Too cynical, you say? What a defeatist. What's the evidence for such a dour conclusion?
It's called Stealth Democracy, written a few years back by two poli sci types. It basically found through extensive surveys that the American experiment in self-government has failed. Their findings were, simply, that Americans did not want to be bothered with involvement in the government policy affecting their lives except when they decided they did. And then they expected the resulting government to just give them exactly what they wanted when they wanted it. IOW, the result was a stealth democracy, one operating under the radar, and effective control.
This potentially is a very dangerous situation, full of portents for deceptive, manipulative public officials. But what if, like Dr. Sedgwick, you take the "public" part of "public servant" seriously?

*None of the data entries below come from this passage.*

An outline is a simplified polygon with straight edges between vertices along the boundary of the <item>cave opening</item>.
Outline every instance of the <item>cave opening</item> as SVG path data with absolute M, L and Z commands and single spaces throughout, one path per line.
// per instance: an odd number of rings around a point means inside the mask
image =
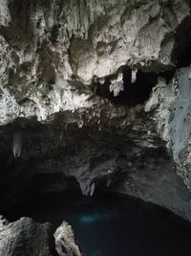
M 10 211 L 11 213 L 11 211 Z M 65 220 L 87 256 L 187 256 L 191 226 L 160 207 L 112 192 L 97 191 L 87 198 L 78 191 L 36 195 L 17 205 L 11 214 L 56 229 Z
M 114 91 L 111 91 L 110 87 L 114 76 L 107 77 L 103 84 L 97 83 L 96 93 L 100 97 L 109 99 L 116 105 L 135 106 L 143 104 L 149 99 L 152 88 L 158 82 L 158 74 L 142 72 L 138 69 L 136 74 L 136 81 L 132 82 L 132 72 L 130 67 L 122 68 L 123 88 L 117 96 L 115 96 Z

Then you devote yourself to capturing citizen attention however you can, even when those citizens are resolutely determined to ignore you and to leave their capacities for understanding and action undeveloped next to the remote or game control. Is it then worth your time to focus on pressing problems, like prison populations and re-increasing crime, that need attention when you're dealing with folks who turn off anything that costs, takes work, and sounds hard? Or do you go for the prurient--child porn, human trafficking, ID theft--that, while important, do not affect as many or as much as that exponential rate of inmates will? Do you give folks what they need, whether they want it or not, or do you try to entice them with the same logic that got us "The Bachelor" and "Laguna Beach"? Do you deal with our problems directly, or do you follow the same process that replaced Walter Cronkite and John Chancellor with Barbara Walters and Nancy Grace?

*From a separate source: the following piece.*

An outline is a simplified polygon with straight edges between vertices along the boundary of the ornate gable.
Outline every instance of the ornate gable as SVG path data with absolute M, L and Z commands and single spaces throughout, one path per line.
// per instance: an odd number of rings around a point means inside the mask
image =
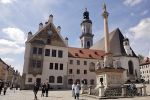
M 31 43 L 66 47 L 66 43 L 53 23 L 46 24 L 28 40 Z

This isn't elitism. I'm white trash to the bone, with the bio and family to prove it. It's reality. It affects every aspect of American life today. Groupmind and whatever the market will bear v. standards and realistic appraisals of the oncoming future. Listening to people who study and know what they're talking about v. the lowest common denominator (LCD) to get the most votes and support. The first gives you a chance. The second is CA's Gordian Knot, all symbolism, no substance. Pretend policy.
I just don't see how we make things better by following the "dumbing down" philosophy that's brought us where we are today. Dr. Sedgwick is truly a smarter and more accomplished person than I am, and, if he can make it work, he'll get my vote for anything (unless it has to do with Salma Hayek). But the Stealth Democracy guys didn't really leave anyone optimistic about the future of our government system, a system running on LCDs instead of the citizens we were supposed to be. "Enabling" them would truly be a feat. I just can't help feeling it will look like "Grand Theft Auto."
I do think we can do better, though, enabling aside. In a couple of days, I’ll explain why. Tomorrow, though, I’ll talk a little more about the problem itself. And Friday I’ll tell you what I think is our best option, better than just hope that we can touch people who don’t care or want us to touch them. On that kind of icky thought, let’s end for now.